A statewide plastic bag ban would add to small business grievances that include mandated sick leave, a hike in the minimum wage and legislation increasing the statewide smoking age, Hurst said.
"The consumer should be blaming the elected officials," Hurst said. Asked whether the bag ban would relieve businesses from the cost of providing free bags to customers, Hurst said the stores would have to "take the grief from the consumer," and they don't want to make money by "making the customers unhappy."
Hurst said it would also give a leg-up to the online retailer Amazon.

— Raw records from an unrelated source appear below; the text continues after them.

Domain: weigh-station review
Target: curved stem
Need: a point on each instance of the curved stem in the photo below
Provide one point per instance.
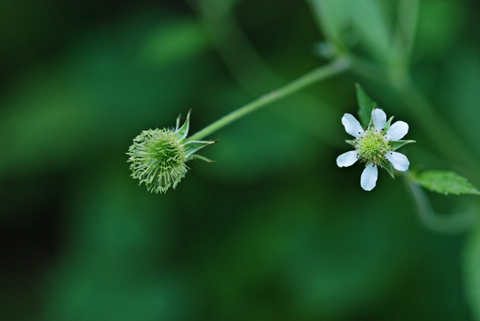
(322, 73)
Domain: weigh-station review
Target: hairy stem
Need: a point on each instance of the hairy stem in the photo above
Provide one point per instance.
(336, 67)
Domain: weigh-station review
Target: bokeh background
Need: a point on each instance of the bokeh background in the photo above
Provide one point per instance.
(274, 230)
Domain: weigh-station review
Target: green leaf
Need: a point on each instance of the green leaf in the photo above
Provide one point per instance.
(365, 104)
(445, 182)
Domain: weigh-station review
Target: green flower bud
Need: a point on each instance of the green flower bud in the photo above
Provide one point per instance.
(159, 156)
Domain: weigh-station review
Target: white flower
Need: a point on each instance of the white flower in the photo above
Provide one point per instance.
(374, 146)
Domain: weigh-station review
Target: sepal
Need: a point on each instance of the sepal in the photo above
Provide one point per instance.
(193, 146)
(182, 132)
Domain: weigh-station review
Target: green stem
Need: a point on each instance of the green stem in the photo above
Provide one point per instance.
(334, 68)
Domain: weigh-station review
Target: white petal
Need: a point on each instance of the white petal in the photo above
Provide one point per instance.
(379, 119)
(397, 131)
(352, 126)
(347, 159)
(369, 177)
(399, 161)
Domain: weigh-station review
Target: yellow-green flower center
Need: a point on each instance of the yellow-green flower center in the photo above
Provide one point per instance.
(372, 146)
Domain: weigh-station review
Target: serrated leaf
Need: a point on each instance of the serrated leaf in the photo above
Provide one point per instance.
(446, 182)
(365, 104)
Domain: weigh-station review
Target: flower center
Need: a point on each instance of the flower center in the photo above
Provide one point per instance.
(372, 146)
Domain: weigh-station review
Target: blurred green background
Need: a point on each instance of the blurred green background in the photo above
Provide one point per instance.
(274, 230)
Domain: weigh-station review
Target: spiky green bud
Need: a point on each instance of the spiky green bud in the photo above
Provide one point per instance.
(159, 156)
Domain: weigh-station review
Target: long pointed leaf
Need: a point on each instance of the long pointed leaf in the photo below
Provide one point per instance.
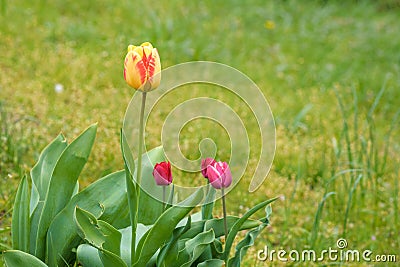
(236, 227)
(20, 219)
(40, 176)
(248, 241)
(17, 258)
(63, 182)
(98, 233)
(105, 198)
(164, 227)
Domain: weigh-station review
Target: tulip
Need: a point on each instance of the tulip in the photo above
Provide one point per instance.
(142, 67)
(162, 173)
(204, 164)
(219, 175)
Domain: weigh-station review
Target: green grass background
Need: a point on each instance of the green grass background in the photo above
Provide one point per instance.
(329, 69)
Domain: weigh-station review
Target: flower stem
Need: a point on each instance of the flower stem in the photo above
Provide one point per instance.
(138, 177)
(225, 224)
(224, 210)
(164, 188)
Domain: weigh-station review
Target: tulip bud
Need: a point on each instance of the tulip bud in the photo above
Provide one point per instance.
(219, 175)
(142, 67)
(204, 164)
(162, 173)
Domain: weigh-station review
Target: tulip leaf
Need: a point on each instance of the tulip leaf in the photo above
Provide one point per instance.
(98, 233)
(105, 199)
(126, 240)
(245, 244)
(194, 247)
(41, 172)
(20, 219)
(17, 258)
(62, 183)
(40, 176)
(163, 228)
(218, 226)
(176, 234)
(238, 224)
(207, 208)
(110, 259)
(88, 256)
(211, 263)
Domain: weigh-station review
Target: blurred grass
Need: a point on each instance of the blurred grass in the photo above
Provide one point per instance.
(304, 55)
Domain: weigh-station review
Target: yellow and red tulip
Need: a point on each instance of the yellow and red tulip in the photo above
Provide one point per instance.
(142, 67)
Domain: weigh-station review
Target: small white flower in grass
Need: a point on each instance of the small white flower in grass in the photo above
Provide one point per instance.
(58, 88)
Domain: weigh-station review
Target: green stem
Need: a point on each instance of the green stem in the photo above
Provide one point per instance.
(224, 210)
(138, 177)
(164, 188)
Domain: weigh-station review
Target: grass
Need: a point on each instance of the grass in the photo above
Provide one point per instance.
(330, 71)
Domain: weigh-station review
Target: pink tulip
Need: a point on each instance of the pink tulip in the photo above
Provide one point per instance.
(219, 175)
(162, 173)
(204, 164)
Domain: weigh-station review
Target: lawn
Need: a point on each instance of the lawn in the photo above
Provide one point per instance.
(330, 71)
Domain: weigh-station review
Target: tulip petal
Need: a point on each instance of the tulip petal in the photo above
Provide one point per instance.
(154, 68)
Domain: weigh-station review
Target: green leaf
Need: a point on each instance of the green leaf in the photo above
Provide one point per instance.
(40, 176)
(41, 172)
(236, 227)
(20, 218)
(194, 248)
(163, 228)
(88, 256)
(218, 226)
(167, 249)
(98, 233)
(126, 240)
(207, 208)
(110, 259)
(249, 240)
(244, 245)
(211, 263)
(62, 183)
(17, 258)
(106, 199)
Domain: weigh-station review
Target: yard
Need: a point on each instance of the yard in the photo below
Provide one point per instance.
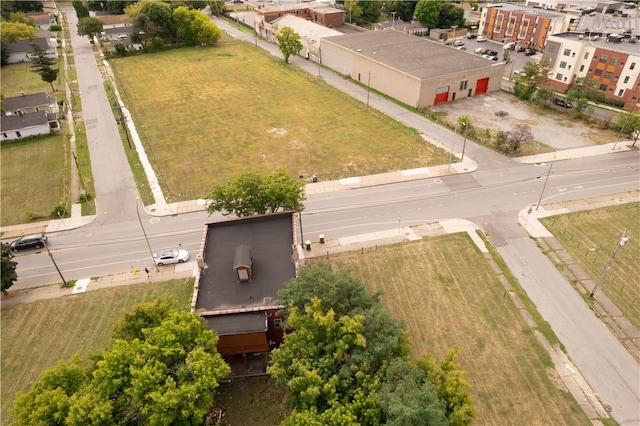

According to Eldridge's office, 32 municipalities have approved plastic bag bans: Aquinnah, Barnstable, Bridgewater, Brookline, Cambridge, Chatham, Chilmark, Concord, Edgartown, Falmouth, Framingham, Great Barrington, Hamilton, Harwich, Ipswich, Lee, Manchester, Marblehead, Nantucket, Natick, Newburyport, Newton, Northampton, Provincetown, Shrewsbury, Somerville, Tisbury, Truro, Wellesley, Wellfleet, West Tisbury and Williamstown.
Hurst said the business community would be more amenable to statewide mandates if lawmakers also took steps to pre-empt local mandates. The legislation adopted by the Senate specifically allows municipalities and the state to establish any "further limitation of single-use carryout bags."
In addition to larger retail locations, the bag ban would be imposed on stores with "at least 3 locations under the same ownership or brand name" within the state and would go into effect Aug. 1, 2018.
The measure would need to survive budget negotiations with the House in order to be included in the final budget expected to reach Gov. Charlie Baker's desk this summer.